In: Chemistry
At a certain temperature, the equilibrium constant for the following chemical equation is 3.20.
SO2 (g) + NO2 (g) ⇌ SO3 (g) + NO (g)
At this temperature, calculate the number of moles of NO2(g) that must be added to 2.40 mol of SO2(g) in order to form 1.00 mol of SO3(g) at equilibrium.
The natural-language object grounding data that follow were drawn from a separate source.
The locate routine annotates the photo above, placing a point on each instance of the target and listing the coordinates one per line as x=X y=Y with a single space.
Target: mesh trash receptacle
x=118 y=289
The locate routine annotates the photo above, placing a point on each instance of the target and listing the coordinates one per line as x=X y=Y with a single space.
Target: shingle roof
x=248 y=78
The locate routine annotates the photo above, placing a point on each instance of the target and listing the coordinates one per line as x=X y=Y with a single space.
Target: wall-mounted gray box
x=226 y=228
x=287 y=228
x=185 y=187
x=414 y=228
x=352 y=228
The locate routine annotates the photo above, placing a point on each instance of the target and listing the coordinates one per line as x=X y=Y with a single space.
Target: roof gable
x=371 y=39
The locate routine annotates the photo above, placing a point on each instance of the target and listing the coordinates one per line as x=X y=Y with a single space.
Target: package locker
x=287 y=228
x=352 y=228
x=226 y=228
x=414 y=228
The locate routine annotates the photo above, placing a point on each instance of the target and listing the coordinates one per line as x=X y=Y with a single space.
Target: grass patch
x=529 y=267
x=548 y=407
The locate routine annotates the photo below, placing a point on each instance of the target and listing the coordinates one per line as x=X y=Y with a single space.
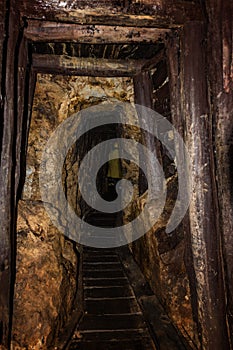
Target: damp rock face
x=47 y=262
x=46 y=280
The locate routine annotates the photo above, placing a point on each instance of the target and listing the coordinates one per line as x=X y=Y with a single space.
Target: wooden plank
x=7 y=178
x=204 y=215
x=85 y=66
x=220 y=68
x=173 y=49
x=160 y=14
x=53 y=31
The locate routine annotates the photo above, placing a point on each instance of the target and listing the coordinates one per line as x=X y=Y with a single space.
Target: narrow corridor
x=113 y=318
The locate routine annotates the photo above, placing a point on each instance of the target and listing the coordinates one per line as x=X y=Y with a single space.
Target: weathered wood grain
x=160 y=14
x=85 y=66
x=53 y=31
x=204 y=218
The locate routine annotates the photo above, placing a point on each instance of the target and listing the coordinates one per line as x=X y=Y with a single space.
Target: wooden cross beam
x=143 y=13
x=95 y=34
x=60 y=64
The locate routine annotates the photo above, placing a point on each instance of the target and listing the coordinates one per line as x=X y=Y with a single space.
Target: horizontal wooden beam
x=65 y=65
x=55 y=32
x=143 y=13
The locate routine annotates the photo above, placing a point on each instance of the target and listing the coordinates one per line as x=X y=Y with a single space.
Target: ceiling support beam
x=59 y=64
x=143 y=13
x=95 y=34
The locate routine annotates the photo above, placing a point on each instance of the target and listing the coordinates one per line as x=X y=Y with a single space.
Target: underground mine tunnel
x=112 y=61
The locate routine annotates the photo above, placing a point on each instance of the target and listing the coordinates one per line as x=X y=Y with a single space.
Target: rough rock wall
x=47 y=262
x=220 y=71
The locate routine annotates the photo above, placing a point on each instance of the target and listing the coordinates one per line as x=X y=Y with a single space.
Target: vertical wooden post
x=143 y=96
x=9 y=156
x=173 y=47
x=204 y=218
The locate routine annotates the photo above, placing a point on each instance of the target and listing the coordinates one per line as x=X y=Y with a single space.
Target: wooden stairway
x=113 y=319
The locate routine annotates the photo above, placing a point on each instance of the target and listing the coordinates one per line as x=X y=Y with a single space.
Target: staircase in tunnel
x=112 y=316
x=120 y=310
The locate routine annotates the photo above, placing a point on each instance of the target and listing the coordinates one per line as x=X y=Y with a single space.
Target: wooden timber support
x=146 y=13
x=7 y=180
x=13 y=132
x=97 y=34
x=203 y=211
x=59 y=64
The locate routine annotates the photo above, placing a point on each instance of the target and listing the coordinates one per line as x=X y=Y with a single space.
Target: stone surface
x=47 y=262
Answer – We are given, Kc = 3.20 , moles of SO2(g) = 2.40 moles ,
At equilibrium , moles SO3(g) = 1.00 moles
So ICE chart as follow –
SO2(g) + NO2(g) <-----> SO3(g) + NO(g)
I 2.40 Y 0 0
C -x -x +x +x
E 2.40-x Y-x 1.00 +x
So, x = 1.00
So, at equilibrium, moles of SO2 = 2.40-1.00 = 1.40 moles
Moles of NO2(g) = Y-1.00 , moles of SO3 = 1.00 , moles of NO = 1.00
So, assume volume is 1 L
K =[ SO3(g)] [NO(g)] / [ SO2(g)] [NO2(g)]
3.20 = 1.00*1.00 / 1.40 * (Y-1.00)
3.20 [1.40Y -1.40] = 1
4.48Y – 4.48 = 1
4.48Y = 1 + 4.48
Y = 1.22
So, the 1.22 moles of NO2(g) that must be added to 2.40 mol of SO2(g) in order to form 1.00 mol of SO3(g) at equilibrium.